Khaemwaset watched it float behind her sandalled feet, then he sprang after her. The crowd had thickened, and it seemed to him that everyone milling in the flaming hot air had all at once moved to place themselves between himself and his quarry with a malicious purpose. “Out of my way!” He jostled and pushed, heedless now of who prayed and who simply stood in wonder at Ptah’s mighty edifice. “Get out of my way!” An indignant murmur went up, and the temple guards who always stood at intervals around the walls began to move forward. “Don’t you see her?” Khaemwaset shouted to Ib and Amek who were hurrying towards the disturbance. “You, Amek, you saw her yesterday. Run after her! Run!”
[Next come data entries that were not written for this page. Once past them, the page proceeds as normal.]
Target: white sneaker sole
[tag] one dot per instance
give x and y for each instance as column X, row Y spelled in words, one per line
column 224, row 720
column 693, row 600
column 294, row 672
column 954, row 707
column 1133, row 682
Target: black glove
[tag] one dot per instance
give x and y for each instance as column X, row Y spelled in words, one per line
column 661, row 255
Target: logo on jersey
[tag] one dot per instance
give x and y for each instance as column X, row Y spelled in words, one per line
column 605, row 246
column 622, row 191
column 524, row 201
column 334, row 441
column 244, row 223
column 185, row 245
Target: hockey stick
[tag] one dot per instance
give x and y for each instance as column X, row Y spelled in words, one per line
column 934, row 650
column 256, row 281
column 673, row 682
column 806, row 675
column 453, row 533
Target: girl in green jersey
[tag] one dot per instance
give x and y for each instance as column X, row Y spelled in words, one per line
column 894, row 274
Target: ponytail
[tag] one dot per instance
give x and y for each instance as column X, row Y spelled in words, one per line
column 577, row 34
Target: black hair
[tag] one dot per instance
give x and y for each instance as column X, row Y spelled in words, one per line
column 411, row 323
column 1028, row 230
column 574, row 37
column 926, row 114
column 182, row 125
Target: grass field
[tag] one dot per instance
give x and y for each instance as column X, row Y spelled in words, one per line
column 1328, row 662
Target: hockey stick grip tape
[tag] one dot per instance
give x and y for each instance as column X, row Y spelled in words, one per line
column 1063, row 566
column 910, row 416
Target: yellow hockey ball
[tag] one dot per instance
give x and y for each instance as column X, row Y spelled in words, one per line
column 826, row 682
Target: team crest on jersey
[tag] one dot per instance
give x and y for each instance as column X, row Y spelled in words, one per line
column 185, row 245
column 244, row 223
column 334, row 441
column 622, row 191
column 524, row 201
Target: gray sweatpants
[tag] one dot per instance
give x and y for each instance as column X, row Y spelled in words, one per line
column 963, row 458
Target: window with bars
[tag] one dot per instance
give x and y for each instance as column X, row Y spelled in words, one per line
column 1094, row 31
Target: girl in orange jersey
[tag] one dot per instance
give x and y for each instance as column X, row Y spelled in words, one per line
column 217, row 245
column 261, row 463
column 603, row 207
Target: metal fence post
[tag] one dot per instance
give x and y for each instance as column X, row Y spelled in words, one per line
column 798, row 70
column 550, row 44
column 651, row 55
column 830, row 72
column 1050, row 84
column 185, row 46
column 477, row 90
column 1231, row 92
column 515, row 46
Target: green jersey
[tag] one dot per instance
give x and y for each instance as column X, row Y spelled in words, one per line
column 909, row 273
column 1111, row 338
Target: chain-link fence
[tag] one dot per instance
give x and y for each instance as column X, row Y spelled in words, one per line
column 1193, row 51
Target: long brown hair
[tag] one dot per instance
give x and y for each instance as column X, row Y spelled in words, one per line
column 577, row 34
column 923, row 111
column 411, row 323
The guards had recognized him and had halted, irresolute. Khaemwaset plunged between the pylons and out onto the wide courtyard before the watersteps. He looked up and down. But there was no sign of her. He ran to the edge of the courtyard and peered along the south side of the wall, but the expanse was empty. The north side was also deserted. The canal rippled quietly, blue and serene in the afternoon furnace. Trees lined it, and with a rage he seldom felt, Khaemwaset knew that his quarry, oblivious to the stir she had created, had simply walked in under the trees for their shade on her way to … Where? Where? Ib and Amek came up to him, panting and bewildered, and Khaemwaset grimly held on to his temper, knowing that none of it was their fault.
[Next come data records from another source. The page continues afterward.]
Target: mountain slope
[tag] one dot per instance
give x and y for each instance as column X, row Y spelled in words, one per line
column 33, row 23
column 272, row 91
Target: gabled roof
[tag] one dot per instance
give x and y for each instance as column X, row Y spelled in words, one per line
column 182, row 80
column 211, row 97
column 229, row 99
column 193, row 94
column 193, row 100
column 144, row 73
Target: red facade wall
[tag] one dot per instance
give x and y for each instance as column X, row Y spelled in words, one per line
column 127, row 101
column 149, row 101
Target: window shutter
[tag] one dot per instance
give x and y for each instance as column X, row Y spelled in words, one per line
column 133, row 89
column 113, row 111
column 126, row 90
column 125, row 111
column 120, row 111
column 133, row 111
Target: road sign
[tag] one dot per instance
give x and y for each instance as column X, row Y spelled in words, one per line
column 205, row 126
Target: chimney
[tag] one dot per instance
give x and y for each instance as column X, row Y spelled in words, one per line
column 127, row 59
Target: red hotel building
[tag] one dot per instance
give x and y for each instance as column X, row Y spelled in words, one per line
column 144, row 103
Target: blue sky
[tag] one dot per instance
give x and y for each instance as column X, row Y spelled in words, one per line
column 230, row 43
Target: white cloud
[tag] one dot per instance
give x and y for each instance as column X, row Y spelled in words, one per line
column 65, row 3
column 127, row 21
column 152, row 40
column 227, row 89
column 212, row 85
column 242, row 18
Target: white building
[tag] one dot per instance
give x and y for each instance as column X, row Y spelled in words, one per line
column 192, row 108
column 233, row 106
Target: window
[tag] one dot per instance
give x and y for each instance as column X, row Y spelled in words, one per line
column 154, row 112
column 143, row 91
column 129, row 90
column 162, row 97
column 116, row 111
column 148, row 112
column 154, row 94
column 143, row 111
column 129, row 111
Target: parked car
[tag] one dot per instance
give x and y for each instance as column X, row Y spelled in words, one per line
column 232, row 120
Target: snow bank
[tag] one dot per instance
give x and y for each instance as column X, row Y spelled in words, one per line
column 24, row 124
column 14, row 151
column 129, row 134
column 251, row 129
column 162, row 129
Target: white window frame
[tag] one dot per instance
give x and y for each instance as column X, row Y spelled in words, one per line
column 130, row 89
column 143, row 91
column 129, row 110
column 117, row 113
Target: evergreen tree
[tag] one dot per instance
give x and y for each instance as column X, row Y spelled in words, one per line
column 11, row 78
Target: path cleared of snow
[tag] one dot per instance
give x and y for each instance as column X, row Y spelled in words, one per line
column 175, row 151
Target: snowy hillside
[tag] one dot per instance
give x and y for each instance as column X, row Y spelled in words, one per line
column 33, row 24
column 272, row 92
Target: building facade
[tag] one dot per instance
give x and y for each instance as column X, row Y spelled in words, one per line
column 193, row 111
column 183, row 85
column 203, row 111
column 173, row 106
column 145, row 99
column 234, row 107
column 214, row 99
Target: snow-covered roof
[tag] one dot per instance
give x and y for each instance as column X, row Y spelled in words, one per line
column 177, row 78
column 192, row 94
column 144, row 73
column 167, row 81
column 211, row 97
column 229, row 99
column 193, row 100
“Did you see her?” he asked Amek. Amek eyed him as though he had gone mad.
“Yes, Highness,” he said, “but it was not possible for us to catch up with her. You were closer than we were.”
“All right.” Khaemwaset closed his eyes and winced. “All right. I want you to go home and turn out all the soldiers you can spare. Put them in civilian clothing. Describe this woman to them. Tell them to search Memphis, but discreetly. No one in the family is to know anything about it, do you understand?” They nodded, still confused, but he did not care. No matter what, he was determined to stand face to face with the creature who had invaded his dreams. It is as though someone has slipped a philtre into my wine, he told himself, or conjured a spell of compulsion on me without my knowledge. I feel drugged with her, each sighting immediately translated into a thirst for more, like poppy juice to those in pain. Is some fellow magician trying his strength on me for a joke?
His servants were still staring at him indecisively and he turned away from them, half running beside the canal, eyes searching the welcoming deep shadows under the forest of trees and trimmed grass to his right, but knowing, knowing, that she was not there. His barge still rocked peacefully where the canal met the Nile. His captain was squatting beside the ramp, talking with the steersman, and both men rose and bowed as he came up to them.
Barely acknowledging their reverence he hurried onto the deck. “Take me home!” he commanded. “Quickly!” They sprang to do his bidding.
During the short ride to his watersteps he sat tensely in the small, airless cabin, trying to control the fever of impatience that gripped him. He had forgotten his plan to spend the rest of the afternoon on the river. All he wanted to do was pass the time in the best way possible until his servants began to come to him with news,
Once off the barge, he went straight to his office. Penbuy was there with one of his junior scribes, making fair copies of the rough work they were doing in the tomb, and Khaemwaset asked them to occupy themselves elsewhere. Penbuy shot him a curious glance but of course obeyed, and the door closed discreetly behind them. Khaemwaset began to pace. There were a dozen tasks he could address and he knew that there was the healing of distraction in them, but for once he lacked the power to do what was best. I have no doubt that eventually I will find her, he thought, arms folded as he wandered the large, quiet room. If necessary I will employ the Memphis police. And I also have no doubt that when I do, she will turn out to be a disappointment. Dreams that become reality always do. She will be either very simple, an unlettered commoner without intelligence, uncouth and loud-mouthed, or a spoiled bitch from some minor nobleman’s household, a woman with social pretensions, strident and tasteless.
He paced until he grew tired, then he left the office and went out into the garden, lying on a flax mat with a cushion under his head in the shade and trying to doze. His gardener could be heard somewhere near the watersteps at the front of the house, talking to his apprentice as he tended the shrubs that lined the path. The monkeys, not far from him, snuffled and gibbered half-heartedly in the dragging stillness before sunset that never seemed to end. Birds dipped into the fountain and out again, refreshed, shaking their wings and piping deliriously.